This work addresses the limitations imposed by the inherent constraints of natural language expressions on the reasoning capabilities of large language models in complex tasks. It proposes that designing structured linguistic representations can effectively construct and activate internal cognitive schemata within these models, thereby enhancing their intelligent performance. For the first time, the study formalizes linguistic representation design as a critical pathway for extending the capabilities of large language models, integrating insights from linguistics and symbolic representation theory. Through controlled experiments, it systematically analyzes how different representational forms influence internal model activations and outputs. The findings demonstrate that optimizing linguistic representations—without altering model parameters or scale—can significantly improve task performance, thereby validating the efficacy and potential of this approach.

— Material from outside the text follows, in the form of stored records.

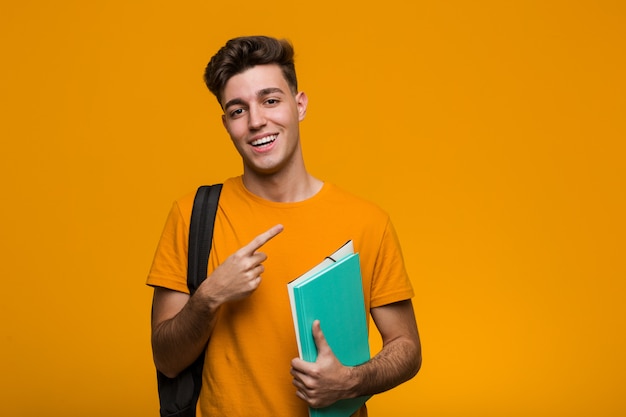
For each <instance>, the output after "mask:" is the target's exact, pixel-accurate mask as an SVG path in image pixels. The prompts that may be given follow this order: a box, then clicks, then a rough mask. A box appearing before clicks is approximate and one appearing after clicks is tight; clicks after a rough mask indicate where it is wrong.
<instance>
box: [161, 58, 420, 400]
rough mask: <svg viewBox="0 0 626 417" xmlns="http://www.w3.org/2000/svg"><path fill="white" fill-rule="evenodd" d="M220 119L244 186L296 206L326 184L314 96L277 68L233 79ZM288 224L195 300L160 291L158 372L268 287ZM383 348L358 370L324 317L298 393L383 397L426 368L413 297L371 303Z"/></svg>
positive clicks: (261, 242) (239, 74)
mask: <svg viewBox="0 0 626 417" xmlns="http://www.w3.org/2000/svg"><path fill="white" fill-rule="evenodd" d="M221 104H222V108H223V109H224V115H223V116H222V123H223V125H224V127H225V129H226V131H227V132H228V134H229V135H230V138H231V140H232V142H233V144H234V146H235V148H236V149H237V151H238V152H239V154H240V155H241V158H242V162H243V168H244V172H243V182H244V184H245V186H246V188H247V189H248V190H249V191H251V192H252V193H254V194H256V195H258V196H260V197H263V198H265V199H267V200H270V201H276V202H295V201H302V200H304V199H307V198H310V197H312V196H313V195H315V194H316V193H317V192H318V191H319V190H320V189H321V188H322V185H323V183H322V181H320V180H319V179H317V178H314V177H313V176H311V175H310V174H309V173H308V172H307V170H306V168H305V164H304V159H303V157H302V148H301V145H300V131H299V123H300V122H301V121H302V120H303V119H304V117H305V115H306V108H307V104H308V99H307V96H306V95H305V94H304V93H303V92H299V93H294V92H293V91H292V89H291V88H290V86H289V85H288V83H287V81H286V80H285V79H284V77H283V75H282V72H281V70H280V68H279V67H278V66H277V65H260V66H255V67H253V68H250V69H248V70H246V71H244V72H242V73H240V74H237V75H235V76H233V77H231V78H230V80H229V81H228V82H227V83H226V86H225V87H224V91H223V94H222V103H221ZM282 230H283V227H282V226H281V225H276V226H274V227H272V228H270V229H269V230H267V231H265V232H262V233H260V234H259V235H258V236H257V237H256V238H255V239H253V240H252V241H251V242H250V243H248V244H247V245H245V246H244V247H242V248H241V249H239V250H238V251H237V252H235V253H234V254H232V255H231V256H230V257H228V258H227V259H226V261H225V262H224V263H223V264H221V265H219V266H218V267H217V268H216V269H215V271H214V272H213V273H212V274H211V275H210V276H209V278H208V279H206V280H205V281H204V282H203V283H202V284H201V285H200V287H199V288H198V290H197V291H196V293H195V294H194V295H193V296H191V297H190V296H189V295H187V294H184V293H180V292H176V291H172V290H168V289H164V288H155V290H154V300H153V320H152V346H153V354H154V361H155V364H156V366H157V369H159V370H160V371H161V372H163V373H164V374H165V375H167V376H169V377H174V376H176V375H177V374H178V373H179V372H181V371H182V370H183V369H185V368H186V367H187V366H189V365H190V364H191V363H192V362H193V360H194V359H195V358H196V357H197V356H198V355H199V354H200V353H201V352H202V350H203V349H204V346H205V345H206V344H207V343H208V342H209V339H210V337H211V332H212V330H213V327H214V324H215V317H216V312H217V311H218V309H219V308H220V306H221V305H223V304H224V303H228V302H231V301H235V300H240V299H243V298H246V297H248V296H250V295H251V294H252V293H253V292H254V291H255V290H256V289H257V288H258V287H259V285H262V278H261V276H262V274H263V271H264V267H263V262H264V261H265V260H266V259H267V256H266V255H265V254H264V253H263V252H262V251H261V249H262V247H263V245H264V244H265V243H267V242H268V241H269V240H270V239H273V238H274V237H275V236H277V235H278V234H279V233H280V232H281V231H282ZM371 315H372V319H373V320H374V323H375V324H376V327H377V328H378V330H379V332H380V334H381V336H382V340H383V348H382V350H381V351H380V352H379V353H378V354H377V355H376V356H375V357H374V358H372V359H371V360H370V361H368V362H367V363H365V364H363V365H359V366H356V367H348V366H343V365H342V364H341V363H340V362H339V361H338V360H337V358H336V357H335V355H334V354H333V352H332V350H331V349H330V347H329V346H328V343H326V339H325V338H324V334H323V331H322V329H321V328H320V325H319V323H317V322H316V323H314V325H313V328H312V332H313V335H314V338H315V342H316V345H317V348H318V357H317V361H316V362H314V363H308V362H304V361H302V360H301V359H299V358H294V359H293V360H292V361H291V366H292V369H291V375H292V377H293V384H294V386H295V388H296V395H297V396H298V397H299V398H301V399H302V400H303V401H305V402H306V403H307V404H308V405H309V406H312V407H324V406H327V405H330V404H332V403H334V402H335V401H337V400H339V399H342V398H351V397H357V396H361V395H370V394H376V393H379V392H382V391H385V390H388V389H390V388H393V387H394V386H396V385H398V384H400V383H402V382H404V381H406V380H408V379H410V378H411V377H413V376H414V375H415V374H416V373H417V372H418V370H419V368H420V366H421V347H420V340H419V335H418V331H417V325H416V322H415V317H414V314H413V307H412V304H411V301H410V300H405V301H401V302H398V303H393V304H389V305H385V306H380V307H376V308H372V309H371Z"/></svg>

Although natural language is the default medium for Large Language Models (LLMs), its limited expressive capacity creates a profound bottleneck for complex problem-solving. While recent advancements in AI have relied heavily on scaling, merely internalizing knowledge does not guarantee its effective application. Defining language representation as the linguistic and symbolic constructs used to map and model the real world, this paper argues that shaping schemas through advanced language representation is the next frontier for expanding LLM intelligence. We posit that an LLM's knowledge activation and organization -- its schema -- depends heavily on the structural and symbolic sophistication of the language used to represent a given task. This paper contributes both a formalization of this claim and the empirical evidence to support it. With a new formalization, we present multiple lines of evidence to support our position: Firstly, we review recent empirical practices and emerging methodologies that demonstrate the substantial performance gains achievable through deliberate language representation design, even without modifying model parameters or scale. Secondly, we conduct controlled experiments showing that LLM performance and its internal feature activations vary under different language representations of the same underlying task. Together, these findings highlight language representation design as a promising direction for future research.